/lustre_exporter_slurm

Shim to add user and account labels on lustre_exporter metrics

Primary LanguagePythonGNU General Public License v3.0GPL-3.0

lustre_exporter_slurm

This script is intended to be used with Lustre jobstats and lustre_exporter. The REST requests from prometheus to lustre_exporter will be modified by this script to add user and account labels instead of only $SLURM_JOB_ID.

Metrics from nodes using procname_uid will also be modified, the numerical UID will be extracted and converted to a username and stored in the user label.

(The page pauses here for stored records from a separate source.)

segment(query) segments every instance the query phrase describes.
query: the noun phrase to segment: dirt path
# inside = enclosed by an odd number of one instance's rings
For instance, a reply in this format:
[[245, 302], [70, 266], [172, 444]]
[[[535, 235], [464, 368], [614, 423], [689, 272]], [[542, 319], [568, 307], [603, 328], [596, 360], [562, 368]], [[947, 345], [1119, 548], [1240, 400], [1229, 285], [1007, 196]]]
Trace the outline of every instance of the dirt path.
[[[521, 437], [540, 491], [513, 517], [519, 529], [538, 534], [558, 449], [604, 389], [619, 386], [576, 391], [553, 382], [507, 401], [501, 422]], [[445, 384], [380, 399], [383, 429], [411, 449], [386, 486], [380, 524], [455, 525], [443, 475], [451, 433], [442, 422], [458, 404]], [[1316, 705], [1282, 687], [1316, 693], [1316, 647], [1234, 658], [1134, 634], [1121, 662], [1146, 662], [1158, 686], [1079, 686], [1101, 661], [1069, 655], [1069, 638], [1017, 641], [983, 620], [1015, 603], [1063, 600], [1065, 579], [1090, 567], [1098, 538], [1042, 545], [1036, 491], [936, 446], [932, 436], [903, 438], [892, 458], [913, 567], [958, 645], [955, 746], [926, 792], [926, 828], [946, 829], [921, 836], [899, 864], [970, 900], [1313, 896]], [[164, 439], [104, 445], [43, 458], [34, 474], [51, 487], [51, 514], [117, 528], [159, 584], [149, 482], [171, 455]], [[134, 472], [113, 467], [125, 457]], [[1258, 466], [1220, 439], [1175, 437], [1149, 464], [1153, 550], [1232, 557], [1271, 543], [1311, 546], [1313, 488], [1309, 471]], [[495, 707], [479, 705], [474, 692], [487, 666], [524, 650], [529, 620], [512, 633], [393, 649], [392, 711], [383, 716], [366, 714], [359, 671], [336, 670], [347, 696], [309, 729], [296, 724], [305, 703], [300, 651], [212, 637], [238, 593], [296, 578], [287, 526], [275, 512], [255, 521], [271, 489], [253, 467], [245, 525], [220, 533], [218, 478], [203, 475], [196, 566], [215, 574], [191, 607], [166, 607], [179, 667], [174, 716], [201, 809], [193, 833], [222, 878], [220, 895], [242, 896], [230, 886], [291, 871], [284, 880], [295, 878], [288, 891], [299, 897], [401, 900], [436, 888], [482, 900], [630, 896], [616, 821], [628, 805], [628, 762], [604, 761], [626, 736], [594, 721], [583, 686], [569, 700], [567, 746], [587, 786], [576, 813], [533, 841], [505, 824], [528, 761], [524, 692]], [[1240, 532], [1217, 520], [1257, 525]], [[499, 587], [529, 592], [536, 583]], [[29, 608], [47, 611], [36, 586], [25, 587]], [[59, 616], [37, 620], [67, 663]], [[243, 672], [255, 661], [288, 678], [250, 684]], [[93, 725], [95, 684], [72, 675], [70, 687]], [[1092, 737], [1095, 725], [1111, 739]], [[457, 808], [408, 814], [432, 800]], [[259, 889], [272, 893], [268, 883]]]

The application name is also extracted and available in the tags.

A MySQL connection to the slurmdb database is used to extract the user and account from the $SLURM_JOB_ID.

A connection to a ldap server is used to convert numerical uid to a username.

Metric example

Here is an example of the modified metrics with the additional tags:

lustre_job_read_bytes_total{component="ost",jobid="18526388",target="lustre04-OST0007",fs="lustre04",user="user1",account="an_account"} 0
lustre_job_read_samples_total{component="ost",jobid="chmod.3021723",target="lustre04-OST0004",fs="lustre04",application="chmod",user="user2"} 0

This allow native request in prometheus with the new tags, like doing the sum of all the IOPS from a single user with many jobs with 1 Prometheus request.

Graph example

Prometheus can now combined the information of multiple jobs and sum them per user. Example to get the IOPS per user:

topk(20, sum by (user) (rate(lustre_job_stats_total{instance=~"lustre-mds.*"}[5m])))

IOPS per user

(Negative bandwidth means reading from the filesystem in this graph) Bandwidth per user

Bandwitdh per application

Prometheus config

The relabel feature is used to redirect the REST call to the local lustre_exporter_slurm script instead of pooling directly the MDS/OSS.

  relabel_configs:
    - source_labels: [__address__]
      target_label: __metrics_path__
      regex: '(.*):(.*)'
      replacement: '/$1'
    - source_labels: [__address__]
      target_label: instance
    - source_labels: [__address__]
      regex: '(.*):(.*)'
      replacement: '127.0.0.1:8080'
      target_label: __address__

A manual test can be done before modifing prometheus config:

curl 127.0.0.1:8080/lustre04-oss1

The output of this curl should have the new tags, this is what Prometheus will index.

This script is using the hostname specified at the end of the previous url to launch a HTTP request to the lustre server on port 9169, where lustre_exporter is running.

lustre_exporter_slurm config

An example of the expected config is available in config.ini.dist. For the MySQL user in the slurmdb, this can be a read-only user with access only to the job_table table.